There is danger every step of the way. Great powers want the investigation quashed. But with the assistance of Dr. Watson’s widow, Holmes persists, exploring séances, the esoterica of Edgar Allan Poe, the revolutionary new science of quantum mechanics, and his own long-denied sense of loss and solitude. 
Ultimately, even Sherlock Holmes is unprepared for what the evidence suggests.
Initial Thoughts:

Well, I have to admit that's not the most thrilling of openings. But a book about Sherlock Holmes, libraries, séances, Edgar Allan Poe, and Jorge Luis Borges definitely gets my interest up. Looking forward to getting started on this one.

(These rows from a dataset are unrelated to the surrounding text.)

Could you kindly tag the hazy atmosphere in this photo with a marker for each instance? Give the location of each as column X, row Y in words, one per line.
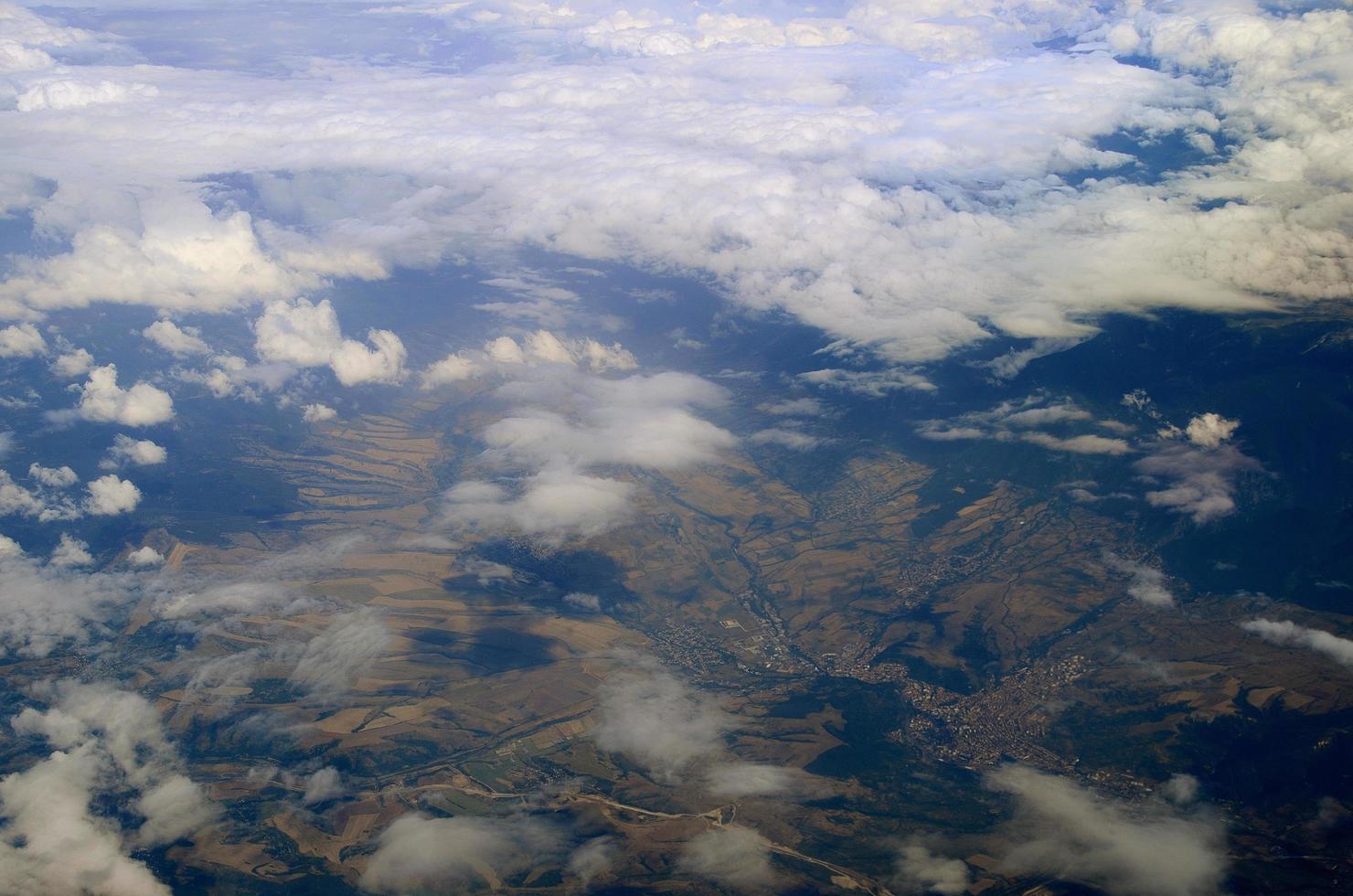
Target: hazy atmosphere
column 726, row 447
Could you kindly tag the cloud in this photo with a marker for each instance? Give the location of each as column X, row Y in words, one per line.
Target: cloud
column 873, row 383
column 324, row 785
column 110, row 496
column 582, row 602
column 795, row 408
column 592, row 859
column 419, row 854
column 554, row 504
column 180, row 343
column 1288, row 634
column 106, row 741
column 921, row 870
column 69, row 552
column 1209, row 431
column 738, row 780
column 145, row 557
column 640, row 421
column 834, row 168
column 299, row 333
column 1146, row 585
column 341, row 653
column 1023, row 420
column 536, row 349
column 318, row 413
column 654, row 719
column 106, row 402
column 53, row 476
column 1066, row 831
column 783, row 437
column 1085, row 444
column 137, row 453
column 22, row 340
column 307, row 335
column 174, row 255
column 453, row 368
column 72, row 364
column 355, row 363
column 1180, row 789
column 1201, row 481
column 730, row 856
column 42, row 504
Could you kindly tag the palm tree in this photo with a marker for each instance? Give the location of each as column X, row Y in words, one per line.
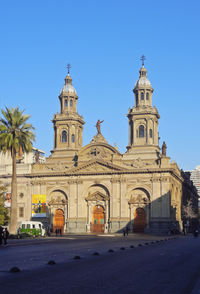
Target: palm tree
column 15, row 135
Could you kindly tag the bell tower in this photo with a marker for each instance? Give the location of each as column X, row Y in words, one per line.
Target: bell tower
column 68, row 124
column 143, row 120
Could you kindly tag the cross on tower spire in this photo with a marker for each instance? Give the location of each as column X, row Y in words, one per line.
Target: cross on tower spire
column 68, row 67
column 143, row 59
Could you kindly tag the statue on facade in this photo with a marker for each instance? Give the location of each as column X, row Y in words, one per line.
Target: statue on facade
column 98, row 126
column 164, row 149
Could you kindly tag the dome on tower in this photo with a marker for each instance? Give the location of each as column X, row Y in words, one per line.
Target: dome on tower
column 68, row 88
column 143, row 81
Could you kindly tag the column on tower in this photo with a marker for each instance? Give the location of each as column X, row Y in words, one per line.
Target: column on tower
column 68, row 124
column 143, row 120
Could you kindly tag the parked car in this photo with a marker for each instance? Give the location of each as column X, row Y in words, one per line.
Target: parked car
column 33, row 228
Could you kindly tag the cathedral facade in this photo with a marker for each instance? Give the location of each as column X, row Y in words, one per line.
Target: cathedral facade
column 95, row 188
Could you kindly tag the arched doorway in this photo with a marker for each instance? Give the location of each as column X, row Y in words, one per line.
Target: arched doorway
column 58, row 223
column 98, row 219
column 139, row 220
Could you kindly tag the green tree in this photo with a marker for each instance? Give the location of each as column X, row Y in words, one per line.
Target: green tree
column 3, row 211
column 15, row 135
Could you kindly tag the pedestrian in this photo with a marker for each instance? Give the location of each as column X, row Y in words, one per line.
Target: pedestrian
column 18, row 233
column 5, row 236
column 127, row 230
column 124, row 232
column 1, row 235
column 196, row 232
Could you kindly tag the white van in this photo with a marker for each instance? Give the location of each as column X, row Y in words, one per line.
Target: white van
column 32, row 228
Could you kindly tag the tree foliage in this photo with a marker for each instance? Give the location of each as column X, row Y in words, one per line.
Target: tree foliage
column 15, row 132
column 15, row 135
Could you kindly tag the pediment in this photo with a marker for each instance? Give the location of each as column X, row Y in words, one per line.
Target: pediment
column 96, row 167
column 97, row 196
column 98, row 150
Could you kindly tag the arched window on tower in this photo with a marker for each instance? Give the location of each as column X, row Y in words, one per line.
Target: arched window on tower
column 64, row 137
column 136, row 99
column 141, row 131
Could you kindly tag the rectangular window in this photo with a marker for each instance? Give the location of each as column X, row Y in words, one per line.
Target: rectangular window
column 21, row 211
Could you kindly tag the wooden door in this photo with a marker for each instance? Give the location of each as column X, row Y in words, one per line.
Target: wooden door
column 98, row 219
column 59, row 221
column 139, row 220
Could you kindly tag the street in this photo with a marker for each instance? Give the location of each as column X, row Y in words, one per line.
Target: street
column 168, row 266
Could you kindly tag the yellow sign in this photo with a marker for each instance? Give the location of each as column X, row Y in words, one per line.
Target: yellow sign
column 38, row 205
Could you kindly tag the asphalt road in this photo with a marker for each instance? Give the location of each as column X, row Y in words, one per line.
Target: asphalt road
column 171, row 266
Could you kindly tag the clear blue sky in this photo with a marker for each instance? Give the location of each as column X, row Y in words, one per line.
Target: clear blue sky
column 103, row 41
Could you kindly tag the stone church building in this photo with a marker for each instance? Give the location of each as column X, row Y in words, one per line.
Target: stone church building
column 95, row 188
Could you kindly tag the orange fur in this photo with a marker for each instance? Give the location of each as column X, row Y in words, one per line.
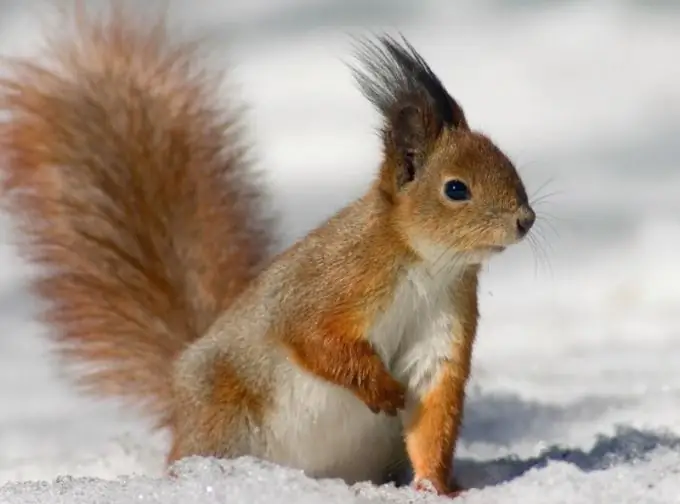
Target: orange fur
column 433, row 431
column 133, row 194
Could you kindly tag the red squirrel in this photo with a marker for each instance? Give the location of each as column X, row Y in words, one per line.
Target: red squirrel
column 342, row 355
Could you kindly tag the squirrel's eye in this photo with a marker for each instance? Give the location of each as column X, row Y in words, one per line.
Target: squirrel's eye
column 456, row 190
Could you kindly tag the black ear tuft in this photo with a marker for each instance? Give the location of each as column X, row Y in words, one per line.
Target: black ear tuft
column 415, row 105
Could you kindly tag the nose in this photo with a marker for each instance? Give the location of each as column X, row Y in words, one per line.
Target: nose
column 525, row 221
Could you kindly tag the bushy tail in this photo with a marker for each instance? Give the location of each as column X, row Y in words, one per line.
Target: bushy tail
column 131, row 189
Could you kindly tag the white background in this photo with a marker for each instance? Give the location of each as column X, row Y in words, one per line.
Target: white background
column 575, row 395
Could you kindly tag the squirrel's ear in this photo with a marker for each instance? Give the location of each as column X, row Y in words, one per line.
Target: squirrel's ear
column 415, row 105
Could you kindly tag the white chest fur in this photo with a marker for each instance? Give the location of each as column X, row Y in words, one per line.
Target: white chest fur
column 416, row 332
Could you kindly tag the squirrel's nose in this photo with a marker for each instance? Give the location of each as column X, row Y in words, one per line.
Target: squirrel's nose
column 525, row 221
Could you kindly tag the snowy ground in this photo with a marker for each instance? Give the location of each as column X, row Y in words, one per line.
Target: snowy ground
column 575, row 395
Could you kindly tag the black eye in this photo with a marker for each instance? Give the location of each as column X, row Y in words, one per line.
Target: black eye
column 456, row 190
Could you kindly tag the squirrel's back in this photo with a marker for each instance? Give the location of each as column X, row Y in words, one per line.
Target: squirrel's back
column 133, row 193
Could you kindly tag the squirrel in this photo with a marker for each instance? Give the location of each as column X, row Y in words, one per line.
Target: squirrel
column 349, row 351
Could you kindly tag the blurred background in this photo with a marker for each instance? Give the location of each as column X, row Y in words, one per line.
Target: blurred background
column 579, row 332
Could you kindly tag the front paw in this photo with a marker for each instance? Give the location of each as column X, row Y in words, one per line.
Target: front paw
column 438, row 488
column 384, row 394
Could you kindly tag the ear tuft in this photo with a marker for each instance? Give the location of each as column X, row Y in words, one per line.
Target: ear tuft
column 415, row 106
column 391, row 73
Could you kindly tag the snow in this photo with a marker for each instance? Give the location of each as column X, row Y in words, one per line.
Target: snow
column 575, row 394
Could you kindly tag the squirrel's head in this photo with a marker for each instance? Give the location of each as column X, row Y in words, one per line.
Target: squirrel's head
column 449, row 188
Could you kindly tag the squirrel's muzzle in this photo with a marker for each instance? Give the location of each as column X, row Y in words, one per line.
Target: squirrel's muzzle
column 525, row 220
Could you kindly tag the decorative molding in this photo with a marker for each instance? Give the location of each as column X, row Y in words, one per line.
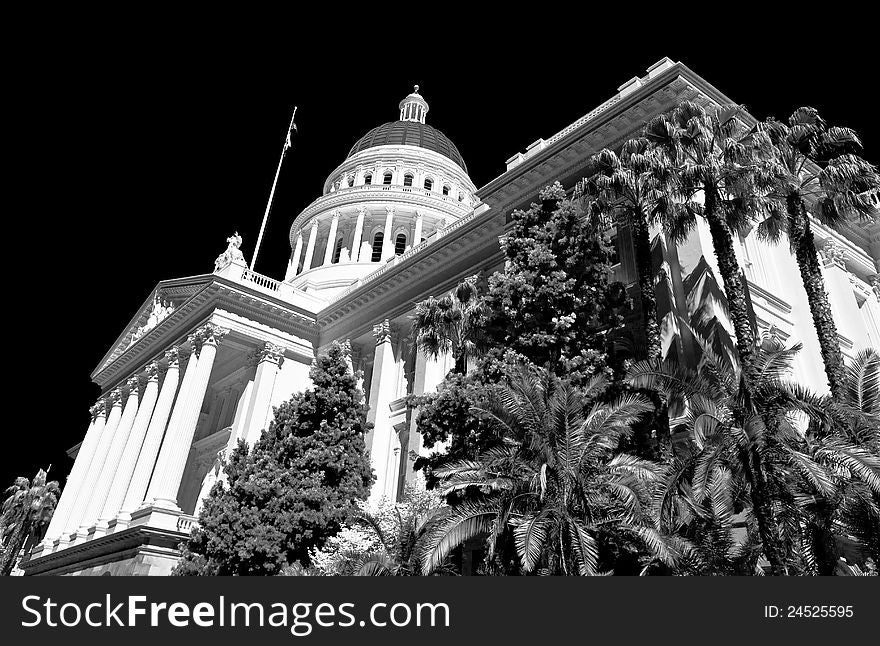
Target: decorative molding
column 833, row 253
column 382, row 332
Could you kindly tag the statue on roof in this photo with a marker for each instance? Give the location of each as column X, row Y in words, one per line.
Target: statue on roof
column 232, row 253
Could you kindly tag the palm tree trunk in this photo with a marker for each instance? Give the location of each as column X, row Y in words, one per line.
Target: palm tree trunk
column 645, row 270
column 734, row 288
column 763, row 510
column 801, row 237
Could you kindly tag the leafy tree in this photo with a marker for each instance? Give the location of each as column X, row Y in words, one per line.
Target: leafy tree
column 27, row 510
column 295, row 487
column 815, row 169
column 712, row 157
column 555, row 488
column 452, row 324
column 553, row 302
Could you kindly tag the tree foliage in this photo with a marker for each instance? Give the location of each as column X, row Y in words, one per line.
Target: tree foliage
column 295, row 487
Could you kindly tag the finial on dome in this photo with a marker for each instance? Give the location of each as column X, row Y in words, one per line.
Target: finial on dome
column 413, row 107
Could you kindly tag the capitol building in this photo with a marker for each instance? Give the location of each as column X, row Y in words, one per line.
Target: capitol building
column 203, row 362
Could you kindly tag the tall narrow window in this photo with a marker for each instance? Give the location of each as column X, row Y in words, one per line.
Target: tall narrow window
column 377, row 247
column 400, row 244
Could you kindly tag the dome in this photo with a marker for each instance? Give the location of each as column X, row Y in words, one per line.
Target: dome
column 409, row 133
column 410, row 130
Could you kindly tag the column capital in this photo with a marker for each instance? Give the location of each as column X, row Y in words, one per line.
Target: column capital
column 172, row 357
column 269, row 351
column 833, row 253
column 384, row 332
column 212, row 334
column 152, row 371
column 133, row 384
column 114, row 398
column 99, row 408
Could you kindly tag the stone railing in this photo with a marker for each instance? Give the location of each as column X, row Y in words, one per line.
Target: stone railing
column 248, row 276
column 186, row 523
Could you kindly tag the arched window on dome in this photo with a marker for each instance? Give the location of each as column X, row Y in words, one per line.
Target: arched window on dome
column 377, row 247
column 399, row 244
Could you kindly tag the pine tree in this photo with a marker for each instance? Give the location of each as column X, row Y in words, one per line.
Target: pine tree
column 293, row 490
column 553, row 302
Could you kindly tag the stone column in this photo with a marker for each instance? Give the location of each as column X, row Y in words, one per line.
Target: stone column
column 182, row 427
column 133, row 445
column 114, row 456
column 269, row 359
column 310, row 248
column 77, row 473
column 79, row 520
column 358, row 234
column 146, row 460
column 294, row 259
column 388, row 235
column 841, row 296
column 417, row 233
column 382, row 392
column 331, row 239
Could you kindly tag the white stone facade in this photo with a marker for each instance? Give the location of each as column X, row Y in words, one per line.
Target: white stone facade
column 208, row 357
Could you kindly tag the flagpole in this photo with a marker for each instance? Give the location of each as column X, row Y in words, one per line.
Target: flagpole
column 287, row 145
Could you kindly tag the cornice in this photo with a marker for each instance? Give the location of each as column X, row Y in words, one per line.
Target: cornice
column 219, row 294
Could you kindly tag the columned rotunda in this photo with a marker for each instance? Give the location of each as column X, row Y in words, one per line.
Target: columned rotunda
column 206, row 358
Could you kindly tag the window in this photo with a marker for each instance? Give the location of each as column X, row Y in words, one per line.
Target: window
column 377, row 247
column 400, row 244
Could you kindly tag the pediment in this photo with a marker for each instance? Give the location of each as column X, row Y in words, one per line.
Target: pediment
column 157, row 311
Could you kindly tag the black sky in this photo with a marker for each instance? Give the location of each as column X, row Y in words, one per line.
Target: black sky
column 135, row 156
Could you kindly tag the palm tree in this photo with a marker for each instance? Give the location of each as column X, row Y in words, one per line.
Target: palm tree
column 451, row 324
column 555, row 486
column 815, row 170
column 842, row 503
column 742, row 420
column 26, row 512
column 712, row 155
column 633, row 188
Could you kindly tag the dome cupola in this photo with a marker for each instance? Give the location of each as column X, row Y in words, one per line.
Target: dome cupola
column 414, row 107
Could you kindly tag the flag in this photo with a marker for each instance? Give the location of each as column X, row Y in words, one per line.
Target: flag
column 292, row 128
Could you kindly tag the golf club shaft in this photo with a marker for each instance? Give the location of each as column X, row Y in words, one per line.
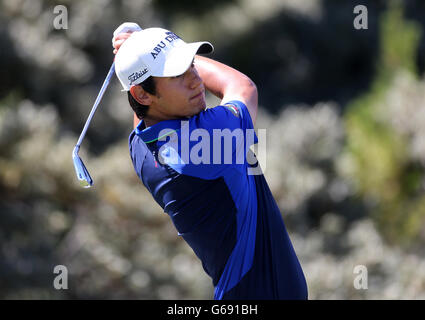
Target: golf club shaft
column 96, row 103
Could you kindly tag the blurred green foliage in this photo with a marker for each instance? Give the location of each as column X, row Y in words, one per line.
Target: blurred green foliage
column 384, row 173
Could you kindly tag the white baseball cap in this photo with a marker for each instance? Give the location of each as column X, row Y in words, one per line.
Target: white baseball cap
column 155, row 52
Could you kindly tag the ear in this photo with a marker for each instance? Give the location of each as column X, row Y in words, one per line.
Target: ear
column 140, row 95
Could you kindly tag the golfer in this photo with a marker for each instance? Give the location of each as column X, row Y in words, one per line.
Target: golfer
column 220, row 206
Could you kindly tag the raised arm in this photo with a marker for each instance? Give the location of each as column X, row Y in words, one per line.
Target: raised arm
column 228, row 84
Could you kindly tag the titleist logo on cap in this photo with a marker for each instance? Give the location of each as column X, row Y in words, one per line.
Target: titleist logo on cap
column 136, row 75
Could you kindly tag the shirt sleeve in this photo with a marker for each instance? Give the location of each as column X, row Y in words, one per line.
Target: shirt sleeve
column 229, row 131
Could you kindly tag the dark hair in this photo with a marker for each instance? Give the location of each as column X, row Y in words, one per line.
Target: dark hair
column 139, row 109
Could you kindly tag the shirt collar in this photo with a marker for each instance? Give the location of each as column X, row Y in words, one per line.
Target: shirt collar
column 151, row 134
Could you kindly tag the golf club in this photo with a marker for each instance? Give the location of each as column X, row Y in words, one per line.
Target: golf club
column 80, row 169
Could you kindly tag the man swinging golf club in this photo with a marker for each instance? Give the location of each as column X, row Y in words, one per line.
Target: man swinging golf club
column 227, row 215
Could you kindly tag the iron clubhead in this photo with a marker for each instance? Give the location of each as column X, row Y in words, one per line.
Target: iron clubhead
column 80, row 169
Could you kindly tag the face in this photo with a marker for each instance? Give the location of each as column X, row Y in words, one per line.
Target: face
column 177, row 97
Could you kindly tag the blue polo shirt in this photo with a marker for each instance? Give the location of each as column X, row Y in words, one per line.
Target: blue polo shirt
column 201, row 171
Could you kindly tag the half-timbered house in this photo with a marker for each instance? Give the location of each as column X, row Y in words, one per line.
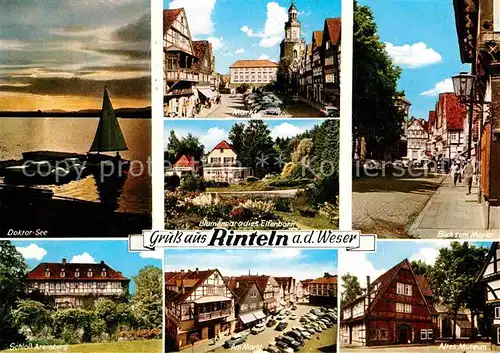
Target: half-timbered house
column 394, row 310
column 489, row 280
column 199, row 305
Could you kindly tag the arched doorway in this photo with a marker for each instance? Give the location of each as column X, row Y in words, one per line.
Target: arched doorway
column 403, row 333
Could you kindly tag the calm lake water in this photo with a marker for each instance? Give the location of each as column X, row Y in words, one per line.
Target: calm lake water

Rose City Reader hosts Book Beginnings on Friday.  As she says, the idea is to post the first sentence (or so) of the book you're currently reading, along with any first impressions or thoughts you have about the book, the author, etc.  It's a wonderful way of adding new books to your must-read list, and a chance to connect with other readers and bloggers.

Friday, March 02, 2018

Book Beginnings: Coffin, Scarcely Used


Coffin, Scarcely Used, by Colin Watson (first published 1958). First book in Watson's series of Flaxborough mysteries. This is the first paragraph of Chapter One:
Considering that Mr Harold Carobleat had been in his time a town councillor of Flaxborough, a justice of the peace, a committeeman of the Unionist Club, and, reputedly, the owner of the town's first television aerial, his funeral was an uninspiring affair.
About the Book:
In the respectable seaside town of Flaxborough, the equally respectable councillor Harold Carobleat is laid to rest. Cause of death: pneumonia.  
But he is scarcely cold in his coffin before Detective Inspector Purbright, affable and annoyingly polite, must turn out again to examine the death of Carobleat’s neighbour, Marcus Gwill, former prop. of the local rag, the Citizen. This time it looks like foul play, unless a surfeit of marshmallows had led the late and rather unlamented Mr Gwill to commit suicide by electrocution. (‘Power without responsibility’, murmurs Purbright.)  
How were the dead men connected, both to each other and to a small but select band of other town worthies? Purbright becomes intrigued by a stream of advertisements Gwill was putting in the Citizen, for some very oddly named antique items… (--NetGalley)
Initial Thoughts:

Well, I think a funeral (even an uninspiring one) is a fine way to start a mystery novel, so I'm immediately intrigued. This is my introduction to Watson's series of Flaxborough novels featuring Inspector Purbright. It's sort of unusual for me to start at the beginning -- I usually jump in about midway through a series. I'm halfway through this first book, and I think I'm hooked. Purbright is a wonderful creation.

So, what do you think? Does this sound like something you'd keep reading? Or maybe you've already discovered Flaxborough and Purbright and all those quirky characters?




Rose City Reader hosts Book Beginnings on Friday.  As she says, the idea is to post the first sentence (or so) of the book you're currently reading, along with any first impressions or thoughts you have about the book, the author, etc.  It's a wonderful way of adding new books to your must-read list, and a chance to connect with other readers and bloggers.